O presidente Lula não é bom profeta. Ele aconselhou os brasileiros a dormirem tranqüilos na noite do dia 31 de dezembro que, ao acordarem no primeiro dia do novo ano, o Brasil já não seria o mesmo. Primeiro, na noite do último dia do ano pouco se dorme. Segundo, esse passe de mágica não existe: o País continua o mesmo. E com os mesmos problemas do ano passado. A profecia não aconteceu.
É claro que o presidente falou, como quase sempre fala, por metáforas. E metáforas, como aquelas das antigas pitonisas, precisam ser interpretadas. Ocorre que a um governante é melhor a palavra simples e direta, sem rodeios, para que o povo saiba exatamente o que ele pretende dizer e onde (e quando) ele pretende chegar. E é bom, também, que deixe que os outros cheguem quando e onde melhor lhes aproveitar.
Do ano passado para este, segundo aprendeu o povo a duras penas, o novo já não assusta nem surpreende; a pobreza continua pobre e o desenvolvimento, encolhido. No Brasil dos juros altos ainda vale mais especular que produzir. A área social, apesar do retumbante programa Fome Zero, nunca esteve tão carente e o começo do paraíso prometido – segundo especialistas de plantão neste verão quase inverno – está distante ainda uns quatro anos. Estamos, por ora, enchendo os cofres públicos de impostos e construindo as bases do futuro. Só quem sobreviver, verá.
À falta de assunto melhor diante das expectativas criadas, a primeira reunião do ano em Brasília foi em petit comité. Alguns ministros se reuniram para construir o palco sobre o qual o presidente Lula pudesse cobrar, em vez de profetizar: cadê o crescimento? O que estamos fazendo para o Brasil crescer, conforme o prometido?
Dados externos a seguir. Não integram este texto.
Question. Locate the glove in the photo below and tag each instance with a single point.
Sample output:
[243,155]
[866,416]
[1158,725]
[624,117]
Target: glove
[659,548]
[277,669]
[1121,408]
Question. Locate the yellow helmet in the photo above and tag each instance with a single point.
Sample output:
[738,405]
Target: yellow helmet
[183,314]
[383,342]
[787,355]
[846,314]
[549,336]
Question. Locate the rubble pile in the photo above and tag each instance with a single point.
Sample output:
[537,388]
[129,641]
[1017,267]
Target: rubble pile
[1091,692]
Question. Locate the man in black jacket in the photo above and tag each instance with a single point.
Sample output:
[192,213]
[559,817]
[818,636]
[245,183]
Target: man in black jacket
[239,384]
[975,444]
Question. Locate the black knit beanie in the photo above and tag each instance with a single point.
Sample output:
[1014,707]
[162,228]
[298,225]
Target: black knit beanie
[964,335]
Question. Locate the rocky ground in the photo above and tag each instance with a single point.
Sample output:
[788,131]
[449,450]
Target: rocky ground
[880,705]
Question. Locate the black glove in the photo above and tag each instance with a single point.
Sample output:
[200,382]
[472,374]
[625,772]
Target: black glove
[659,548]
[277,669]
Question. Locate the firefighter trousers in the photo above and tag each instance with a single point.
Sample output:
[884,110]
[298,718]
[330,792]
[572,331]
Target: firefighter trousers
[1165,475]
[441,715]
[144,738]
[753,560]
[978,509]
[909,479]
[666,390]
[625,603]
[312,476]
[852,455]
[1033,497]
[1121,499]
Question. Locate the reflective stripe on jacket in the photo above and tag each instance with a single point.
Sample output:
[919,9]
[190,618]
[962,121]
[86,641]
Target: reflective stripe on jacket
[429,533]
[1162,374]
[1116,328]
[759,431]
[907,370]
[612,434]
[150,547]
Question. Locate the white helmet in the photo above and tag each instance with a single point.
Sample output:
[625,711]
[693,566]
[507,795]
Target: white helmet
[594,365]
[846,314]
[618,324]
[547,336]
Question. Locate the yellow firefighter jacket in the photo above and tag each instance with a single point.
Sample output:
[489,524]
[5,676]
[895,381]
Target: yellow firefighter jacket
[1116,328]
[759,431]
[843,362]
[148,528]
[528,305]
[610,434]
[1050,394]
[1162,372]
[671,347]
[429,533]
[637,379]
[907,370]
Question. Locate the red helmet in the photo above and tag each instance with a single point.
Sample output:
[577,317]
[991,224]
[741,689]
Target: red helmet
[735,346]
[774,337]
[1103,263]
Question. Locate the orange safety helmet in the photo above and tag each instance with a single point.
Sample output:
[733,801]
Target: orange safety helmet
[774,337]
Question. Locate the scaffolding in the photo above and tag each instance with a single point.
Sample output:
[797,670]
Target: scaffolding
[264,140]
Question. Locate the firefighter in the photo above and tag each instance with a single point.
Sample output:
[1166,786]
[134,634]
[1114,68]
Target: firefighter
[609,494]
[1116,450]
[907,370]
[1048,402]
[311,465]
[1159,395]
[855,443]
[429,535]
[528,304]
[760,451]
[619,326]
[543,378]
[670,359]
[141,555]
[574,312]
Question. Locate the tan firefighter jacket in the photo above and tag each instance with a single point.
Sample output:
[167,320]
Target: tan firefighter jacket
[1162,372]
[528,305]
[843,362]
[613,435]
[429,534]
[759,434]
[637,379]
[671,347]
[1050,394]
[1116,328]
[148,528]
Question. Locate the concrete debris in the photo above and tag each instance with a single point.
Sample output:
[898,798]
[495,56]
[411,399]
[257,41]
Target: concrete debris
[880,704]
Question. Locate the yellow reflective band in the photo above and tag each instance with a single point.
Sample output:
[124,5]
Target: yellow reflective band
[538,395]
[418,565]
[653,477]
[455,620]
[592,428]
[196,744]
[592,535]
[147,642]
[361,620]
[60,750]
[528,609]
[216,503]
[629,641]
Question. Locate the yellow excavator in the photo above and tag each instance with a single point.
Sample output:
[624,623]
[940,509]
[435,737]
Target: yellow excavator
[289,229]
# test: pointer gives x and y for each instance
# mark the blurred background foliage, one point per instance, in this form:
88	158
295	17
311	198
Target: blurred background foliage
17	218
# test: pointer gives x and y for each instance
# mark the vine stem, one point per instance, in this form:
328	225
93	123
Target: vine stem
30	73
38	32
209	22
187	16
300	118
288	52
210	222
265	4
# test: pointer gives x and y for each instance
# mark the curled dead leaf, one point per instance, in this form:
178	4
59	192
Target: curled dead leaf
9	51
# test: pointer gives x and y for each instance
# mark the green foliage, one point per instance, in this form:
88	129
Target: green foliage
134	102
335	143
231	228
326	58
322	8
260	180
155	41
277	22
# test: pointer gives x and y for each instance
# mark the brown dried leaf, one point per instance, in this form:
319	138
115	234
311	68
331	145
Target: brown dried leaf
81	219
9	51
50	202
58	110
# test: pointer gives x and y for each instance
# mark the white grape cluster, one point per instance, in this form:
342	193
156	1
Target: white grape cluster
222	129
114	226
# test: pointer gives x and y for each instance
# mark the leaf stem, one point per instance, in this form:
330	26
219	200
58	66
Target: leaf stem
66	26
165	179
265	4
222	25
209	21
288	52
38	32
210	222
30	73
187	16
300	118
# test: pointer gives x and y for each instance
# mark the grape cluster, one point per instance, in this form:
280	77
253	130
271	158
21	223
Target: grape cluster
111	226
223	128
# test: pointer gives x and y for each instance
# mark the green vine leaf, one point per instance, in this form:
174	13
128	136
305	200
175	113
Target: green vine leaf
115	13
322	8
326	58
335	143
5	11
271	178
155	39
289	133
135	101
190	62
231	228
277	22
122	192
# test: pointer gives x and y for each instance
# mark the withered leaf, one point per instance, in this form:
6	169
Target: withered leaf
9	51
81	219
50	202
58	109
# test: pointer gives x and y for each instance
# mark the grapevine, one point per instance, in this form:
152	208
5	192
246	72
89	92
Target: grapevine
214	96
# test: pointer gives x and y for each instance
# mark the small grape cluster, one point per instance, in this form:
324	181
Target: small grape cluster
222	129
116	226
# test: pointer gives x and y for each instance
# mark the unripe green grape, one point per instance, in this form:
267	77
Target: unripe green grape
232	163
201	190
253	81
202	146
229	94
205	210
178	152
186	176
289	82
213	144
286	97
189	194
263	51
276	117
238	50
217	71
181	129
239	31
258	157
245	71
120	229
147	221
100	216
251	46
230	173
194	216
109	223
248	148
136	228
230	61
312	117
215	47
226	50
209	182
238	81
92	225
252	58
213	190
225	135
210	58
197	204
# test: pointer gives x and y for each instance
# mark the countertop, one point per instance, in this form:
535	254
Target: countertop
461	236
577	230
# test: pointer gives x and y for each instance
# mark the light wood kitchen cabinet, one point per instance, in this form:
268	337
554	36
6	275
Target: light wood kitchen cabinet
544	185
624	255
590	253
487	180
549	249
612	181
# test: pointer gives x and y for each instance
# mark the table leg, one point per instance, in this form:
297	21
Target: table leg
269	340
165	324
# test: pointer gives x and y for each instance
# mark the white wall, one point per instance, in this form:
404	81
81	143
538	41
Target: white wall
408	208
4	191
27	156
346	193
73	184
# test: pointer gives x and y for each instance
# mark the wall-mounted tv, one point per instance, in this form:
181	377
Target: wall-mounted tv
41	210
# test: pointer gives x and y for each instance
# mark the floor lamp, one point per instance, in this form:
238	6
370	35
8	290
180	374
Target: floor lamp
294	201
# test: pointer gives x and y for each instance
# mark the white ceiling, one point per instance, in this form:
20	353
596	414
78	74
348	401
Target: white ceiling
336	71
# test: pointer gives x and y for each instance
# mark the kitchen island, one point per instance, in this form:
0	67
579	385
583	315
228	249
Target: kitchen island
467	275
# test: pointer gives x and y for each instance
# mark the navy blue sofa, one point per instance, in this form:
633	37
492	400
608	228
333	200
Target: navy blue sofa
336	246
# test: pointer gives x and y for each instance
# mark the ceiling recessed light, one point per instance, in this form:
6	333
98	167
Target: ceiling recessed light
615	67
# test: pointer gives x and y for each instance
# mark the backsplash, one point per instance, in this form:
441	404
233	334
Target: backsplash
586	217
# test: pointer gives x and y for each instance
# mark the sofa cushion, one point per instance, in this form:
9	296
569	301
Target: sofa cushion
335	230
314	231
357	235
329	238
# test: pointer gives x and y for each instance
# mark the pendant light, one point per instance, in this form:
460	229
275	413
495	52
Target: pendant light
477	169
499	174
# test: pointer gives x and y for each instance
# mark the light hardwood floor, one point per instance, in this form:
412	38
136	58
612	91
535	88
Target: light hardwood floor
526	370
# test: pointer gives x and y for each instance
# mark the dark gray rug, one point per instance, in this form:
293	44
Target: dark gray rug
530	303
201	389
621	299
Em Brasília, batem-se agora por medidas de impacto.
A falta de resposta, quem sabe, justificará a ação seguinte, que é a reforma do ministério, já dividida em duas etapas, para render mais no mercado das especulações (ou das negociações em torno de apoios e cargos). E a primeira etapa dessa reforma será motivo de nova encenação: já está agendada a primeira reunião da meia-nova equipe para depois da viagem ao México, lá pelo dia 13. Depois do México, vem a convocação extraordinária do Congresso, sem muito assunto em pauta, já marcada para ter início no dia 19. E depois disso, Índia, seus segredos, mistérios e seus encantos – outra viagem internacional, com escala insinuada em território europeu…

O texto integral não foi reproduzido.